A Visual Measure of Changes to Weighted Self-Organizing Map Patterns
This work addresses a domain-specific problem in causal analysis for researchers dealing with multivariate and nonlinear data, offering an incremental improvement in pattern dissimilarity measurement.
The paper tackles the challenge of measuring changes in weighted Self-Organizing Map patterns when inputs vary, proposing a visualization approach that uses colors and star glyphs to simplify comparison; experimental results on ecological data demonstrate its effectiveness in providing change information.

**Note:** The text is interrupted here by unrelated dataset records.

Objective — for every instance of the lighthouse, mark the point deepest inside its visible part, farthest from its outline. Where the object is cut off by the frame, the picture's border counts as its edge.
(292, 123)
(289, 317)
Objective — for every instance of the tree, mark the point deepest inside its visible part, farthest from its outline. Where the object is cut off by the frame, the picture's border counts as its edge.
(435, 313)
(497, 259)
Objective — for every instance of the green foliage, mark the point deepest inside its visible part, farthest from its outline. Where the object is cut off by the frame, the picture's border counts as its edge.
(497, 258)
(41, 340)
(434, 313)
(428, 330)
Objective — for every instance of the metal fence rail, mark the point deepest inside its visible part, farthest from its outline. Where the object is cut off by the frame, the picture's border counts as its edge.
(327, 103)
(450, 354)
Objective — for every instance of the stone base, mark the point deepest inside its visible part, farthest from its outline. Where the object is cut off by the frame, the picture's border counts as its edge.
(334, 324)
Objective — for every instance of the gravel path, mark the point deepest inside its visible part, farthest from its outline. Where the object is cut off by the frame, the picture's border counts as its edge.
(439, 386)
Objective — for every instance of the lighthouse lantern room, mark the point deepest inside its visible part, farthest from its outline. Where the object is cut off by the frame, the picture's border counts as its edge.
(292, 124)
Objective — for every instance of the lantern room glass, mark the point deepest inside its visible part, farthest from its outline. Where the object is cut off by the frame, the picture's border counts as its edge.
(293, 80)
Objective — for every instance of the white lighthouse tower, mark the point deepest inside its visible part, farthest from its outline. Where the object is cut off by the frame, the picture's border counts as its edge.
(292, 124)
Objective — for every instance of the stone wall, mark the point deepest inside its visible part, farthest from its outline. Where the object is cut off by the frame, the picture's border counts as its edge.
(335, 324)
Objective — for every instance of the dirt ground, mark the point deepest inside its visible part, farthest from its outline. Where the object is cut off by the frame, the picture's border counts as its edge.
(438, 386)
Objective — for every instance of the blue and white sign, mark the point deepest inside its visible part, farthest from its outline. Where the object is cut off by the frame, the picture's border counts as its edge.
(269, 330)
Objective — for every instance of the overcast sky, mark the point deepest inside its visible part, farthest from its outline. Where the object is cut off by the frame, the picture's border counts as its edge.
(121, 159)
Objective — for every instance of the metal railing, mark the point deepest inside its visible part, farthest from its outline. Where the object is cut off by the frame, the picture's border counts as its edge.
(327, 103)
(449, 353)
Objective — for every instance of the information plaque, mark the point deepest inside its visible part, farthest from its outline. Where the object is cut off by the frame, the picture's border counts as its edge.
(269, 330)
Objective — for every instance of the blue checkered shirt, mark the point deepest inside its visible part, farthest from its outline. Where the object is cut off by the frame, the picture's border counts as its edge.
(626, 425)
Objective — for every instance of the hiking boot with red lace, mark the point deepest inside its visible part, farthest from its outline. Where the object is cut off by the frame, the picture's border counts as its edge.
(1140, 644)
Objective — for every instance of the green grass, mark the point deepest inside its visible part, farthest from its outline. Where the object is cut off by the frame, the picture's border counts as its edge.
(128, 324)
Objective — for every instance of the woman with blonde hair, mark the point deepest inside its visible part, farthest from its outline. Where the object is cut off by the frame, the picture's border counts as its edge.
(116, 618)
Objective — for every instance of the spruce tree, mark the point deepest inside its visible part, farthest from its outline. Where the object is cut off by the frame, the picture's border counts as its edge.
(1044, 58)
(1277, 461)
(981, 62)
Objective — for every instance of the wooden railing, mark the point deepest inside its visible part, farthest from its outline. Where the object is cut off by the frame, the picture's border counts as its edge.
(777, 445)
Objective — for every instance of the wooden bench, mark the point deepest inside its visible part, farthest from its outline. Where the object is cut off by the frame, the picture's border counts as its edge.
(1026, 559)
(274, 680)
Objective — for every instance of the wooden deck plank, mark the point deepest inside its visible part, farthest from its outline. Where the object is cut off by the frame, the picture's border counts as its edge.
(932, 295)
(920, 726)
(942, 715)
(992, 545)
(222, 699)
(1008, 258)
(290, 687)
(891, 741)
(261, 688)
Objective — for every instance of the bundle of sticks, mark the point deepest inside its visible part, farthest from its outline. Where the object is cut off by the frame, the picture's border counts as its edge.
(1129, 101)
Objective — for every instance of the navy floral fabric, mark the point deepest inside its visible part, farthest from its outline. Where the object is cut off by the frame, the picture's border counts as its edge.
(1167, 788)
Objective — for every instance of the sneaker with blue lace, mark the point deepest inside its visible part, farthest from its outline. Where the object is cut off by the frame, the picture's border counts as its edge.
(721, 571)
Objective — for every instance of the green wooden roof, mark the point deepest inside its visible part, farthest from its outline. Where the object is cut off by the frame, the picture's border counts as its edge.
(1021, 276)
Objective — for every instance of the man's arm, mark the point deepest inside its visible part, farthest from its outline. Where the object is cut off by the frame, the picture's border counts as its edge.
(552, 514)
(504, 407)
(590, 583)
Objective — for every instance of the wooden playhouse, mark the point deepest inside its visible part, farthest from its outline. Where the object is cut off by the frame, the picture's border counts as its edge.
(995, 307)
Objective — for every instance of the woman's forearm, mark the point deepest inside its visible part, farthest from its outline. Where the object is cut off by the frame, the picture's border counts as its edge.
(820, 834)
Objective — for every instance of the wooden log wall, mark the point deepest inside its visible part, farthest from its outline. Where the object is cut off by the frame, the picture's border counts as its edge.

Estimating output changes by input changes is the main task in causal analysis. In previous work, input and output Self-Organizing Maps (SOMs) were associated for causal analysis of multivariate and nonlinear data. Based on the association, a weight distribution of the output conditional on a given input was obtained over the output map space. Such a weighted SOM pattern of the output changes when the input changes. In order to analyze the change, it is important to measure the difference of the patterns. Many methods have been proposed for the dissimilarity measure of patterns. However, it remains a major challenge when attempting to measure how the patterns change. In this paper, we propose a visualization approach that simplifies the comparison of the difference in terms of the pattern property. Using this approach, the change can be analyzed by integrating colors and star glyph shapes representing the property dissimilarity. Ecological data is used to demonstrate the usefulness of our approach and the experimental results show that our approach provides the change information effectively.